Adesso l’esercito ritorna alla guerra che sa fare. I palestinesi della Striscia non hanno armi anticarro efficaci e i razzi Qassam causano soltanto danni limitati. L’esercito può ancora usare i carri armati contro la popolazione senza alcun ostacolo. La forza aerea che in Libano aveva timore di mandare gli elicotteri per trasportare i feriti, adesso può sparare missili sulle case di “persone ricercate”, sulle loro famiglie e sui vicini, a suo piacimento. Se negli ultimi tre mesi sono stati uccisi “solo” 100 palestinesi al mese, adesso siamo testimoni di un drammatico aumento del numero di palestinesi uccisi e feriti. Come può una popolazione stroncata dalla fame, senza medicinali ed attrezzature per i suoi rudimentali ospedali ed esposta ad attacchi di terra, mare e cielo, resistere ancora? Quando si spezzerà? Quando cadrà in ginocchio e chiederà pietà? O troverà una forza disumana per resistere al test? In breve: quanto e cosa serve per ottenere che un popolo si arrenda?

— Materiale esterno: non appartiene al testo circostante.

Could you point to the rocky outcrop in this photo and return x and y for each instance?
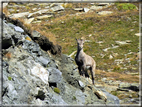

Tutti gli scienziati che prendono parte all’esperimento – Ehud Olmert e Condoleeza Rice, Amir Peretz e Angela Merkel, Dan Halutz e George Bush, per non menzionare il premio Nobel per la pace Shimon Peres – sono chini sul microscopio ed attendono una risposta, che senza dubbio darà un contributo importante per le scienze politiche.
Spero che il Comitato Nobel stia guardando.